Mariana Marins, irmã de Juliana, disse ao “Fantástico” que a brasileira teria sido abandonada pelo guia por mais de uma hora, entrou em desespero, tentou alcançar o grupo e caiu.
Em entrevista ao “O Globo”, o guia Ali Musthofa confirmou que tinha aconselhado a brasileira a descansar, mas afirmou que o combinado era apenas esperá-la um pouco mais à frente.
“Na verdade, eu não a deixei, mas esperei três minutos na frente dela. Depois de uns 15 ou 30 minutos, Juliana não apareceu. Procurei por ela no último local de descanso, mas não a encontrei. Eu disse que a esperaria à frente. Eu disse para ela descansar. Percebi [que ela havia caído] quando vi a luz de uma lanterna em um barranco a uns 150 metros de profundidade e ouvi a voz de Juliana pedindo socorro. Eu disse que iria ajudá-la”, disse. “Tentei desesperadamente dizer a Juliana para esperar por ajuda”, completou.
Apesar da queda, as autoridades locais afirmaram que Juliana ainda estava viva, no sábado.

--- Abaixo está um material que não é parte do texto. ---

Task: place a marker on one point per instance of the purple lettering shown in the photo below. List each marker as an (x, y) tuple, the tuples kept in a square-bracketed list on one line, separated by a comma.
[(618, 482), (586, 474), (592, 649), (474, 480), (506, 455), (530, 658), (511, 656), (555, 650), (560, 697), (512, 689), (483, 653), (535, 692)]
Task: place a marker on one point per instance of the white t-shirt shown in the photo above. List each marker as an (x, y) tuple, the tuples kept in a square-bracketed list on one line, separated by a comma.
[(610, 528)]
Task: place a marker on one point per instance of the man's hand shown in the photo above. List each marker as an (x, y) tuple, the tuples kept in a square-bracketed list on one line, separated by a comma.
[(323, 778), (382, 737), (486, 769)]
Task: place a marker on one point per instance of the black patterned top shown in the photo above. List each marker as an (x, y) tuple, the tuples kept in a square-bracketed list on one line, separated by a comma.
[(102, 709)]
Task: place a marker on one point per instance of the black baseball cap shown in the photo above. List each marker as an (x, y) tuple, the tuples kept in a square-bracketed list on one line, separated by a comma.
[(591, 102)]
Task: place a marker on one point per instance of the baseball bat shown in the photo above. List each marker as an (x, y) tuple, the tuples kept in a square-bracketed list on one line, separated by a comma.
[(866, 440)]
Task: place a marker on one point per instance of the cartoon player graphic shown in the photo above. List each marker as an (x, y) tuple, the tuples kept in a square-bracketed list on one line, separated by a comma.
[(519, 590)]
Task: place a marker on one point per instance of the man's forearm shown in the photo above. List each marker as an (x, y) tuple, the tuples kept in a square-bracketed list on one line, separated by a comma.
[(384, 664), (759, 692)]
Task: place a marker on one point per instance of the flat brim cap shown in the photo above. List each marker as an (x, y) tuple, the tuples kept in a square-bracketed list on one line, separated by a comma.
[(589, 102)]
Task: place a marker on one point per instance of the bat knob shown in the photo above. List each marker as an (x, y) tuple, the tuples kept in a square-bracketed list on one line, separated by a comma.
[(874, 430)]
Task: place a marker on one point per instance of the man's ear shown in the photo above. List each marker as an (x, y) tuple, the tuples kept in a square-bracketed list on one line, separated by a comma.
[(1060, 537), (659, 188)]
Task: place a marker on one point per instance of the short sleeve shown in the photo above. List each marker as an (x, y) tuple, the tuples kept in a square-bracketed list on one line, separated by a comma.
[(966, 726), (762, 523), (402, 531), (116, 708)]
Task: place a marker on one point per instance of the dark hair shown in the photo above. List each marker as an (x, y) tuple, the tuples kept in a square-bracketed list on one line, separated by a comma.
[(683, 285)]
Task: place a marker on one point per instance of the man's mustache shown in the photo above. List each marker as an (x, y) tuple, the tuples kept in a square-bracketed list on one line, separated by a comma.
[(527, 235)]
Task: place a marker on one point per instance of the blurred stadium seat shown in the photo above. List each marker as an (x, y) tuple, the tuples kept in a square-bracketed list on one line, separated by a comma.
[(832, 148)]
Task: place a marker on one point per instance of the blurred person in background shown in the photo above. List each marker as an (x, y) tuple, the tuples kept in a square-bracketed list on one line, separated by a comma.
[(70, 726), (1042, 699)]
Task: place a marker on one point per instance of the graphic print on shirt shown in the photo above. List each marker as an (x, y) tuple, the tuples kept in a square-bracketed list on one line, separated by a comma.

Isso está de acordo com imagens de drones feitas no dia que circulam nas redes sociais.
Três dias depois, na terça-feira, 24, equipes de resgate disseram que conseguiram se aproximar de Juliana, que estava a cerca de 600 metros abaixo da trilha, e a declararam morta.
A família de Juliana apontou lentidão das autoridades locais durante o processo de resgate da brasileira. O chefe do Parque Nacional do Monte Rinjani (TNGR), Yarman Wasur, disse que o processo de evacuação foi realizado de acordo com os procedimentos padrões e negou as críticas de que o processo tenha sido lento.
“Formamos uma equipe imediatamente. O processo de formar uma equipe, preparar equipamentos e outros itens leva tempo. Esta equipe precisa ser profissional, pois envolve a segurança também da equipe de evacuação”, explicou.
O chefe do parque ainda destacou que o monte Rinjani é um local extremo, que possui uma topografia difícil e o clima muda constantemente. Tudo isso implica no procedimento de resgate.
Mesmo assim, a família de Juliana afirmou que ela sofreu uma “grande negligência” e pretende “lutar por justiça” pela jovem. Na quinta-feira, 26, o presidente Luiz Inácio Lula da Silva (PT) informou que conversou por telefone com o pai de Juliana, Manoel Marins, e garantiu o auxílio do Itamaraty, inclusive no translado do corpo.